Filter the rows by their "count".

Hi, I am trying not to roll-up data in Druid, I want all my entries stay like they are “raw”.

In order to achive that, I configured everything.

But my batch-ingestion logs (and when I query in Druid, I got the same results) says:

Map-Reduce Framework
		Map input records=8479839
		Map output records=8478194

Is that means some roll-up has occured ?

If so, how can I see them?

When I query like this:

{ “queryType”: “groupBy”,
“dataSource”: “testdata”,
“granularity”: “minute”,
“dimensions”: [“serialnumber”, “source”],
“limitSpec”: { “type”: “default”, “limit”: 10},
“aggregations”:
[ { “type”: “count”, “name”: “count”} ],
“intervals”: [ “2016-02-01T00:00:00.000/2016-03-01T00:00:00.000” ],
“having”: { “type”: “greaterThan”, “aggregation”: “count”, “value”:1 },
“context” : { “skipEmptyBuckets”: “true” }
}

``



It returns this:

{ “error” : “Unknown exception” }



If I set granularity of the same query to "all", there are results.

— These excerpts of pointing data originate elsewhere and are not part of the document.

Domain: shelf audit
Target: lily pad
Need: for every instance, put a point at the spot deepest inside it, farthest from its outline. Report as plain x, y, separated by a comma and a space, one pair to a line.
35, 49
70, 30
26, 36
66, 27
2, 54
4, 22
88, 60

How can I get the entries those "count" value is greater than 1, other than this query? I want to see where the roll-up has occured.

Thanks.

The Map phase doesn’t do rollup, that happens in the Combine and Reduce phases. Usually records dropped during the Map phase are dropped because their timestamp is out of bounds of your “intervals” or because something is wrong with their formatting.

Hi!

There is no misformatted or out of interval timestamp(AFAIK). I double checked, changed the intervals etc.

They are coming from MongoDB, I checked their robustness there too. There is no unparsable timestamp or something “error” in ingestion logs too.

So how is this possible you think ?

Out of bounds timestamps and unparseable rows are really the only reasons I know of for rows to get dropped during the Map phase.

It is possible you have some timestamps that look good but Druid still can’t parse, or some rows without timestamps. Are you running all your Hadoop nodes in the UTC timezone? Running in other timezones can cause time-related issues.

If you are confident that your input data is correct and that server timezone is UTC, it’s possible that you’re hitting a bug in the indexer. In that case, could you post your indexing spec?